CardioCell announces new clinical trials using allogeneic stem-cell therapy to treat subjects with AMI


CardioCell LLC announces two new clinical trials using its allogeneic stem-cell therapy to treat subjects with acute myocardial infarction (AMI), a problem facing more than 1.26 million Americans annually. In the United States, CardioCell is initiating a Phase IIa AMI clinical trial to evaluate the clinical safety and efficacy of its itMSCs. In addition, the Ministry of Health in Kazakhstan is beginning a Phase III AMI clinical trial on the intravenous administration of CardioCell’s itMSCs, based on the efficacy and safety found in Phase II clinical trials.

Only CardioCell’s AMI therapies feature itMSCs, which are exclusively licensed from CardioCell’s parent company Stemedica Cell Technologies Inc. Unlike all other MSCs – which are grown under normoxic conditions – itMSCs are grown under hypoxic conditions that more closely resemble the environment in which they live in the body. These bone-marrow-derived, allogeneic, mesenchymal stem cells are unique because they are grown under chronic hypoxic conditions and are ischemia-tolerant. Compared to other MSCs, itMSCs secrete higher levels of growth factors usually associated with angiogenesis and healing. The current studies have been designed to help determine if CardioCell’s itMSC-based therapies stimulate a regenerative response in AMI patients.

“CardioCell’s new Phase IIa AMI study is built on the excellent safety data reported in previous Phase I clinical trials using our unique, hypoxically grown stem cells,” says Dr. Sergey Sikora, Ph.D., CardioCell’s president and CEO. “We are also pleased to report that the Ministry of Health in Kazakhstan is proceeding with a Phase III CardioCell-therapy study following its Phase II study that was highly promising in terms of efficacy and safety. Our studies target AMI patients who have depressed left ventricular ejection fraction (LVEF), which makes them prone to developing extensive scarring and therefore to the development of chronic heart failure. CardioCell hopes our itMSC therapies will inhibit the development of extensive scarring and, thus, the occurrence of chronic heart failure in these patients.”

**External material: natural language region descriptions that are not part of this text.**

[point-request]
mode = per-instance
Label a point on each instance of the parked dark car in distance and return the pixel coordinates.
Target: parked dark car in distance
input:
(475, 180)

Taking place at Emory University, Sanford Health and Mercy Gilbert Medical Center, CardioCell’s Phase IIa AMI trial is a double-blinded, multicenter, randomized study to assess the safety, tolerability and preliminary clinical efficacy of a single, intravenous dose of allogeneic mesenchymal bone-marrow cells to subjects with ST segment-elevation myocardial infarction (STEMI).

“While stem-cell therapy for cardiovascular disease is nothing new, CardioCell is bringing to the field a new, unique type of stem-cell technology that has the possibility of being more effective than other AMI treatments,” says MedStar Heart Institute’s Director of Translational and Vascular Biology Research and CardioCell’s Scientific Advisory Board Chair Dr. Stephen Epstein. “Evidence exists demonstrating that MSCs grown under hypoxic conditions express higher levels of molecules associated with angiogenesis and healing processes. There is also evidence indicating they migrate with greater avidity to various cytokines and growth factors and, most importantly, home more robustly to ischemic tissue. Studies like those underway using CardioCell’s technology are designed to determine if we can evoke a more potent healing response that will reduce the extent of myocardial cell death occurring during AMI and thereby decrease the amount of scar tissue resulting from the infarct. A therapy that could achieve this would have a major beneficial impact in reducing the occurrence of chronic heart failure.”